If you download the Need for Speed app for iOS or Android you can send nitrous refills or helicopters in to help or hinder your friends, but the constant app crashes and failures to connect made this a real drag.

The truly criminal part about Rivals’ inability to bring people together is that it’s actually a great game. Conceptually, the career advancement makes sense and makes for an interesting struggle between two different-but-relatively-equal sides. The handling is great, allowing you to weave through traffic when necessary while also letting you just tap the brakes and make minor adjustments to touch off huge, glorious drifts around hairpin turns. It also looks nice, with a frame rate that might not be as smooth as you want out of a racing game, but at least it’s stable across PC and next-generation platforms. That said, the notion that the PC version is locked at 30 frames-per-second is especially ridiculous. Even still, considering its higher resolution options, it can be the best-looking version of the game, with the PlayStation 4 behind it. The Xbox One version is roughly on par, but parts of it look a little grimy when compared to the PS4 version. All versions have substantial load times when you enter or exit the world, which can happen pretty frequently, depending on how often you need to change cars, pick a new speedlist, or just escape the cops for a bit.

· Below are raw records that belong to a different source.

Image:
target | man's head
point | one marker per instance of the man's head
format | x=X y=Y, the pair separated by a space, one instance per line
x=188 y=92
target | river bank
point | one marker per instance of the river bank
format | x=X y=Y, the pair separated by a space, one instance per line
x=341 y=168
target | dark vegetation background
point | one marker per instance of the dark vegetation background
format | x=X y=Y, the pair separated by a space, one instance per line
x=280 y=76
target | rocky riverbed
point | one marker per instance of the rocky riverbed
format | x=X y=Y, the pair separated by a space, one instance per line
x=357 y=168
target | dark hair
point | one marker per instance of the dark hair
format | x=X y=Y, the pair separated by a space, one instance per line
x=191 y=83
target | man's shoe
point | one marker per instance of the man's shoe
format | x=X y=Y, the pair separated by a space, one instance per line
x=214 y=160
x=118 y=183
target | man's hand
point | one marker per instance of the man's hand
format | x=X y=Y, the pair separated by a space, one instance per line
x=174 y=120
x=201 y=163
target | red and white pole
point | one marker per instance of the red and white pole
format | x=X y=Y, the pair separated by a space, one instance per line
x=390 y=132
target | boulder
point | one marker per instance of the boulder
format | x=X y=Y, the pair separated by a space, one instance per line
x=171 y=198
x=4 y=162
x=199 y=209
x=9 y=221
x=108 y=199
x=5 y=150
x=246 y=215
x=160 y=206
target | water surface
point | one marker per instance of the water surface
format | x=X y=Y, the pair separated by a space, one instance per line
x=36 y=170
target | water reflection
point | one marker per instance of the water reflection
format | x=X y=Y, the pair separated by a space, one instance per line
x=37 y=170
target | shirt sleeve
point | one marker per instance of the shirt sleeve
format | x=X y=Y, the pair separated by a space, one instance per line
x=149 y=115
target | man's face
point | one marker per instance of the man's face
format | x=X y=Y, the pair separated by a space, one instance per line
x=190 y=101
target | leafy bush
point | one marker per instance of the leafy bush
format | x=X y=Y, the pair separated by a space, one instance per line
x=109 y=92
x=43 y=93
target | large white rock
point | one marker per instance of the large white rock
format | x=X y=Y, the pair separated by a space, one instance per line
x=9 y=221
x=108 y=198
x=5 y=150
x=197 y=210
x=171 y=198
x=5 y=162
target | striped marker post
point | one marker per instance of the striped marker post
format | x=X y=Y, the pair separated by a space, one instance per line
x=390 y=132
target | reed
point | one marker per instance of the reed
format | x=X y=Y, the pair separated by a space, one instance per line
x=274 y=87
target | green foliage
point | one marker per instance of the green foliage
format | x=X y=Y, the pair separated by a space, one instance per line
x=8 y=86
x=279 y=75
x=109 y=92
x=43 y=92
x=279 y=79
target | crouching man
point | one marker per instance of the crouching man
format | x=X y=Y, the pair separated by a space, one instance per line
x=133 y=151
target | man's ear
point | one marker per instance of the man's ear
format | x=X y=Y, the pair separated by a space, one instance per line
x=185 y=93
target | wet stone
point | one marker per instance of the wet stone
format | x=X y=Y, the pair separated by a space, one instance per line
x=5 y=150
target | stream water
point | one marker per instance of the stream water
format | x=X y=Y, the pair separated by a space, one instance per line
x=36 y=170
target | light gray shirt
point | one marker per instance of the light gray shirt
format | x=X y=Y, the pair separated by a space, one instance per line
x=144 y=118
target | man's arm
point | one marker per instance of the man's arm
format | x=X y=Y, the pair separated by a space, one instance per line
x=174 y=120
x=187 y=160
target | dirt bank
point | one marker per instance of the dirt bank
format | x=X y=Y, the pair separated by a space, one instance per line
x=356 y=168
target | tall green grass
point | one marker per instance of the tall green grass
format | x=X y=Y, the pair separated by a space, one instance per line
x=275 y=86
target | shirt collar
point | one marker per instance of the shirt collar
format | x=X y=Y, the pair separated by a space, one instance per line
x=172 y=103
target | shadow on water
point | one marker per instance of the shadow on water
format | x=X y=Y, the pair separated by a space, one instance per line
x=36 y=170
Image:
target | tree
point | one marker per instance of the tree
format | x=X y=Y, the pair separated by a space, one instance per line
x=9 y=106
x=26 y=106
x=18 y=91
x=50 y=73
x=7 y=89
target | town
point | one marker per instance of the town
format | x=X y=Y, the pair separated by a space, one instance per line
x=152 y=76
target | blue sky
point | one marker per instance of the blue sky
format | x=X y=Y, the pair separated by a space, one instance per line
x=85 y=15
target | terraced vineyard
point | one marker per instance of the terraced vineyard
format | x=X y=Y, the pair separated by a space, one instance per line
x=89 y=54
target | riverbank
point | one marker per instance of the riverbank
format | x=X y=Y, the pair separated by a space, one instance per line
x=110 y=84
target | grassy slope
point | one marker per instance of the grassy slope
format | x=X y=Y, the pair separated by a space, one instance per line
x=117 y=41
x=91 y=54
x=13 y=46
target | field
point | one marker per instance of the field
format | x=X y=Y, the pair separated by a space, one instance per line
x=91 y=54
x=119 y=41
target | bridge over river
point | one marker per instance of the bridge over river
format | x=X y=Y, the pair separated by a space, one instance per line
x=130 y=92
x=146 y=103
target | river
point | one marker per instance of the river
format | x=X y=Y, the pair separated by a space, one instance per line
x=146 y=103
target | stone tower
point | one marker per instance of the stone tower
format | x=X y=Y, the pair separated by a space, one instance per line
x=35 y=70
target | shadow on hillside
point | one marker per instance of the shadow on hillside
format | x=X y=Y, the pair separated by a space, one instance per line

Rivals feels like it’s on the cusp of greatness. The pieces are all there–the handling is exciting, the soundtrack is solid, and the systems that surround the multiplayer help build meaningful battles between racer and cop. But with just six players driving around the entire world and no good way to pull those players together for some true multiplayer activities, those pieces go absolutely nowhere, leaving behind an empty world that might as well not even be online at all. It’s a real shame.